“Look into my eyes, can't you see they're open wide. Would I lie to you baby, would I lie to you?” Charles And Eddie
Splendide mendax as I’m sure you’re aware, means nobly untruthful or untrue for a specific purpose. It’s the academic equivalent of the white lie and it lends its name to a study which claims that the wine industry is telling porkies about alcohol levels on the label to improve sales. One of the more surprising findings is that higher-priced wines are less honest in their labelling than plonk.
Exploring the extent to which the alcohol content of wine has risen over time, the study, by Julian M. Alston and colleagues in the Journal of Wine Economics, finds that the average actual alcohol content of the 90,000-odd samples tested from the Liquor Board of Ontario was found to be 13.56 per cent as against an average reported alcohol content of 13.15 per cent: an average discrepancy of 0.42 percentage points.
The survey is not new in telling us that alcohol levels have risen between one and two per cent over the past couple of decades, with the fastest growth in alcohol content coming from Australia and the United States. Of greater interest is the data on rising alcohol levels by country and region and the extent to which the report claims that each country is economical with the labelling truth (Germany is excluded). The sneakiest countries include Chile, Argentina, Spain, and the United States, while the frankest are Portugal and New Zealand.
If we accept, as Alston & Co claim, that rising alcohol levels are more to do with man-made factors than climate change, there are undoubtedly sound wine production-based reasons for this. I’m not talking about a Robert Parker-led conspiracy for fuller-bodied silkier reds so much as improved vineyard management and winemaking techniques aimed at fulfilling the winemaking Holy Grail of riper tannins and better flavours.

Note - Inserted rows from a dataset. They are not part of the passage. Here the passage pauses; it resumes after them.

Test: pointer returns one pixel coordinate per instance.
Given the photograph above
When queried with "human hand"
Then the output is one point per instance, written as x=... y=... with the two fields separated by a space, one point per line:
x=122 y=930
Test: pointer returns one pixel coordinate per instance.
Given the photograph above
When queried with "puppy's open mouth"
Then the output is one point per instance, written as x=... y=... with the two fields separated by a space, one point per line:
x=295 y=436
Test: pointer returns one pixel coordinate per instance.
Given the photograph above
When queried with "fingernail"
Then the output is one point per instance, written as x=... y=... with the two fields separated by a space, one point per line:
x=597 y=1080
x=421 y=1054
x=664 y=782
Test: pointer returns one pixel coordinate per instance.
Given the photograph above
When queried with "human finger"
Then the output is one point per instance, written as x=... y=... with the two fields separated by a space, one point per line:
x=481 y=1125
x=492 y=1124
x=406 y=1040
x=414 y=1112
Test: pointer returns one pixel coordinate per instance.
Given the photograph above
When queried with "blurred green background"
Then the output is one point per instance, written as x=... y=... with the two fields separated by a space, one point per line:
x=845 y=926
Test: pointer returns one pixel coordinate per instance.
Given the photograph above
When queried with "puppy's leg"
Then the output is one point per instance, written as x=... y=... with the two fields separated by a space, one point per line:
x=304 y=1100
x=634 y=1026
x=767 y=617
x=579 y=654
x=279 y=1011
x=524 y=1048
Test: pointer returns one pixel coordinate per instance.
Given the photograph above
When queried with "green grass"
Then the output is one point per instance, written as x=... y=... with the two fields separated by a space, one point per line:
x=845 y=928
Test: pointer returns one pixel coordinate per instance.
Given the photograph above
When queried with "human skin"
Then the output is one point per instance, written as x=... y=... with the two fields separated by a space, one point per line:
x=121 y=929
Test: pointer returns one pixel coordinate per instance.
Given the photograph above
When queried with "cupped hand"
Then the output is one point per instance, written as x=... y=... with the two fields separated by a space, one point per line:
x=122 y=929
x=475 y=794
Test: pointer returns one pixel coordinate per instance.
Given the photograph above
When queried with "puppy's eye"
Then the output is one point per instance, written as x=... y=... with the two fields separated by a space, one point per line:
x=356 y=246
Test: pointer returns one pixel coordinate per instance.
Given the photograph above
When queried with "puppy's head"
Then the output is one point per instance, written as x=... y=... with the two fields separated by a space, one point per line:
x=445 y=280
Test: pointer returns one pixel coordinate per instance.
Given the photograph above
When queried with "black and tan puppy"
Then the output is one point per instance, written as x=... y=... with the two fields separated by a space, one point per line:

However, consumers happy to be getting more flavour in their wines are considerably less enamoured with the resulting higher alcohol. It creates a perception of wines that are unbalanced and lack that essential refreshment factor, and it raises concerns over health and legal driving limits. This fear of rising alcohol levels has led to a volte face by consumers looking increasingly for refreshment and balance in their wines and for that reason alcohol labelling is one of the big issues du jour.
Predictably, the wine industry has hit back, saying that this is a non-story because it’s legal to put a lower alcohol declaration on the label if it’s within the tolerance level permitted by the relevant country. In the EU the tolerance level is 0.5 per cent in either direction for table wines while it varies in other countries. The US for instance permits one per cent on wines over 14 per cent alcohol, and 1.5 per cent on wines under 14 percent; Australia and New Zealand allow 1.5 per cent.
To try to sweep the report's claims under the carpet rather misses the point. The report is not just about rising alcohol levels or even labelling misinformation, but rather, it’s about motive. Alston & Co. claim that to deal with the consumer backlash against higher alcohol levels, the wine industry is deliberately misleading us by understating alcohol levels on the label both for marketing and tax purposes. If it’s true that we choose to pay winemakers to lie to us, as they claim, then we ought, at the very least, to be aware of it.